How much does a website cost for a small business?

The range is enormous and the answers online are usually vague. Here is a straight breakdown of what you actually get at each price point.

April 2026 · By Lucas Seifert

DIY website builders: $0 to $50/month

Wix, Squarespace, and similar builders let you get something online fast. Monthly costs are low, usually $15 to $50 depending on the plan. But the real cost is your time and the ceiling you hit.

DIY builders work fine for very simple use cases: a portfolio, a basic landing page, a placeholder. Once you need custom layouts, better performance, or anything beyond a standard template, you start fighting the tool. The output also looks like a template, which affects trust.

Freelancers: $500 to $5,000+

A freelance web designer or developer can build a real custom site. The range is wide because experience, scope, and market all vary. Someone charging $500 is probably using a page builder with a template. Someone charging $3,000 to $5,000 is likely building something more custom with better strategic input.
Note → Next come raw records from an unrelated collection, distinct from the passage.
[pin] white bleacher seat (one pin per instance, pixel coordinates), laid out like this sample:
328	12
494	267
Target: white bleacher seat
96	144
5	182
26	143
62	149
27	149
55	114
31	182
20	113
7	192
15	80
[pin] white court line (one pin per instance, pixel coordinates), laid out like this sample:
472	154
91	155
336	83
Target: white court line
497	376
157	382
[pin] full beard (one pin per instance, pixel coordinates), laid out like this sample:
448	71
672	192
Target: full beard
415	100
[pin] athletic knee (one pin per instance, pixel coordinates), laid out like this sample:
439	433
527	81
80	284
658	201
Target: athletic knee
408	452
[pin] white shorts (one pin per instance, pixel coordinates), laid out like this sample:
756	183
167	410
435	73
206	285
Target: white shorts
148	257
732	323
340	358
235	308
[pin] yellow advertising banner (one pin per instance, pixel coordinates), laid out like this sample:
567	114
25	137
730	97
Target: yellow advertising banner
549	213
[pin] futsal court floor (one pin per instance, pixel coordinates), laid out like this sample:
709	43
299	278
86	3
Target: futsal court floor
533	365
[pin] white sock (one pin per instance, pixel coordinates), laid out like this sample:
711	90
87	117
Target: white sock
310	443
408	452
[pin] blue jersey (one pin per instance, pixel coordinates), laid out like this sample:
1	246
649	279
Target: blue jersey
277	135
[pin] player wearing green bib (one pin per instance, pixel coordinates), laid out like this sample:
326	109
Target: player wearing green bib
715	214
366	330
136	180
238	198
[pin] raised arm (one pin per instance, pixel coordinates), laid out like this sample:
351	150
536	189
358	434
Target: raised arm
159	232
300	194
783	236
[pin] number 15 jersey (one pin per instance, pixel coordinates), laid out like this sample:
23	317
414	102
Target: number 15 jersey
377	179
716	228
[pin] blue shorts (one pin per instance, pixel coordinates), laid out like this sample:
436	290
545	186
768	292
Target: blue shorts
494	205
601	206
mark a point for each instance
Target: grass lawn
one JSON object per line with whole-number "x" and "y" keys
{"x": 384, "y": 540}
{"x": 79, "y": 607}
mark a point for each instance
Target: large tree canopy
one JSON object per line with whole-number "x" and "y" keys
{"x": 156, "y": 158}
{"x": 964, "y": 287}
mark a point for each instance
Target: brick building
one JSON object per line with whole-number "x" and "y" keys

At Seifert Sites, pricing runs $175 to $250 per page depending on the plan, with $50 per month for ongoing updates. A 4-page Growth site lands around $850 to $1,250 total. You get a custom design, real conversion thinking, and direct communication throughout. Not a template, not a hand-off to a junior developer.

Agencies: $5,000 to $50,000+

Agencies come with account managers, strategy decks, and layered teams. For some businesses that overhead is worth it. For most small local businesses, you are paying for a lot of process that does not improve the output.

If you are a local service business, gym, restaurant, or coach, you rarely need a $20,000 website. You need a $1,000 to $2,500 site built well with a clear strategy behind it.

What affects the price the most

Page count is the biggest driver. More pages means more design time, more content, and more development. After that, custom functionality (booking systems, integrations, e-commerce) adds cost. Rushed timelines and unclear briefs add cost too, because they eat time.

The clearer you are about what you need when you start, the more efficient the process is and the lower the final bill.

The question worth asking

Instead of “what is the cheapest option,” ask: what does a weak site cost me in lost leads, lower close rates, and missed referrals? For most small businesses that number is higher than the cost of a good site.

A $1,200 site that earns trust and converts visitors pays for itself quickly. A $15/month Wix site that looks like a template might technically exist, but it is not working hard for you.